Rotimi looks at the heritability of complex disease. He began to work with Kári Stefánsson in 2007, studying the diabetes risk variant TCF7L2 in West African populations. He demonstrated that both TCF7L2 and its genetic variant HapA increase the risk of diabetes due to their function in energy metabolism. To determine the origins of the sickle cell disease mutation, Rotimi studied the genomes of 3,000 people. He identified that sickle cell emerged around 7,000 years ago in Africa.
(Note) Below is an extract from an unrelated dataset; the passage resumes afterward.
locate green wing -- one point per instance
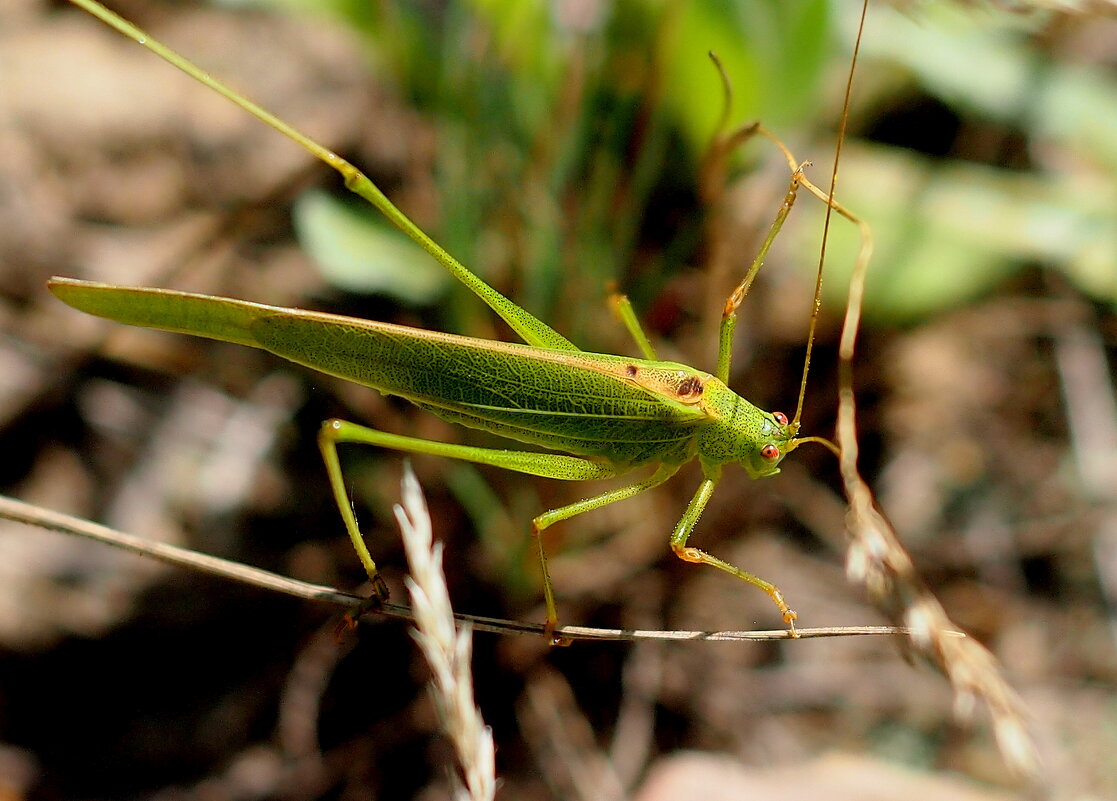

Rotimi joined the National Institutes of Health in 2007, where he became founding director of the Trans-NIH Center for Research on Genomics and Global Health. He works with Francis Collins on making genomic studies more inclusive. Rotimi founded the African Society of Human Genetics in 2003. He launched the Human Heredity and Health in Africa (H3Africa) initiative with the African Society of Human Genetics, a $70 million collaboration between the National Institutes of Health and Wellcome Trust. He described the project as a "lifetime achievement".

===Awards and honors===
Rotimi was elected a member of the National Academy of Medicine (NAM) in 2018. He serves on the editorial boards of Public Health Genomics, Genome Medicine, Clinical Genetics and the Journal of Applied and Translational Genomics. He was awarded the Curt Stern Award from the American Society of Human Genetics in 2019 for his contributions to genetics in African and African-descent populations.